Page MenuHomePhabricator

linelog: add a Python implementation of the linelog datastructure

Authored by durin42 on Aug 1 2018, 11:17 AM.



This datastructure was originally developed by Jun Wu at Facebook,
inspired by SCCS weaves. It's useful as a cache for blame information,
but also is the magic that makes hg absorb easy to implement. In
service of importing the code to Mercurial, I wanted to actually
/understand/ it, and once I did I decided to take a run at
implementing it.

The help/internals/linelog.txt document is the README from Jun Wu's
implementaiton. It all applies to our linelog implementation.

Diff Detail

rHG Mercurial
Automatic diff as part of commit; lint not applicable.
Automatic diff as part of commit; unit tests not applicable.

Event Timeline

durin42 created this revision.Aug 1 2018, 11:17 AM
indygreg requested changes to this revision.Aug 1 2018, 1:59 PM
indygreg added a subscriber: indygreg.

I wrote several comments. But overall this code seems very reasonable as a first implementation. Especially if we want to maintain backwards compatibility with the C implementation for the initial import. My mind was blown when I realized linelog was an interpreted bytecode. Crazy town.

Most of my comments can be deferred to follow-ups. I'd be tempted to defer all the performance-related changes to follow-ups so we can measure the impact they have. I'm actually curious about that.

I probably could grant review. I figured I'd send this back to you in case you wanted to make some changes. I also think this may want another set of eyes because it is a big piece of code. And I'm not that great with algorithms and kind of skimmed some of the lower-level logic around operation traversal. There's a lot to digest!

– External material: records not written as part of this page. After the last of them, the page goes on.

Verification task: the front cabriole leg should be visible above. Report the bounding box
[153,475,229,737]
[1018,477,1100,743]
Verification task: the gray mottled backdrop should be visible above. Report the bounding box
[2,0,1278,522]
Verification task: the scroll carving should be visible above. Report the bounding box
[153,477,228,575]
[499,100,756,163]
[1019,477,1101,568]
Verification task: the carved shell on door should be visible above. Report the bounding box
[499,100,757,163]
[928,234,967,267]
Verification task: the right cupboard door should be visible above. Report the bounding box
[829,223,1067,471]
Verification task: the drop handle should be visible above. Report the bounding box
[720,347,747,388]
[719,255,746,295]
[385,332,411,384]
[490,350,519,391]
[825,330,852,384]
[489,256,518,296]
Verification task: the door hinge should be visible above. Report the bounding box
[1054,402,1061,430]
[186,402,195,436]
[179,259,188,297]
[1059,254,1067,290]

Nit: I think we use > to indicate big-endian elsewhere.

Also, I'm a fan of using little-endian for on-disk formats to save conversion operations since x86 is little-endian. Not that it matters given the overhead of Python. But it can come into play when e.g. implementing these things in Rust. I'm inclined to ignore it for now. As long as we have a mechanism for versioning the on-disk and exchanged formats.


We may want to define slots=True on this and annotateresult so objects take up less space. Could be done as a follow-up.

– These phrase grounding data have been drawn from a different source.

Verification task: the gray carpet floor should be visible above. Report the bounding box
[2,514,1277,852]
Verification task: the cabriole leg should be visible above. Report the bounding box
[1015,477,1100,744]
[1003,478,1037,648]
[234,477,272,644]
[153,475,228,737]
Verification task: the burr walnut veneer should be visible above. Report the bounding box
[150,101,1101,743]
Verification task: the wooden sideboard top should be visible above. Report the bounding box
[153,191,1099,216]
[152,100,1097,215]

abc requires module import time computation, which adds overhead.

I'd encourage you to use interfaceutil add supplement to perform the interface conformance tests not at run time.


While I like the abstraction of instructions, given the simplicity of the language and the overhead of function calls in Python, I wonder if we'd be better off with the execution logic inlined. The performance speedup is already significant with this code. So deferring on performance optimization seems reasonable.


It feels like we may want to use attrs with slots=True for these types.


Constants might be a bit nicer to read.


I think these want docstrings.


Nit: maybe display the instruction count instead / as well?


We don't really use @classmethod in Mercurial. Consider breaking out into a normal function.


Nit: drop the parens


Use pycompat.xrange (we should probably establish a lint for this).


Would it be faster to implement this as a list comprehension? I can't recall if Python optimizes away the overhead of list.append in that case. Could be done as a follow-up.


I'm assuming programs can get a bit large? We may want to turn this into a generator of chunks.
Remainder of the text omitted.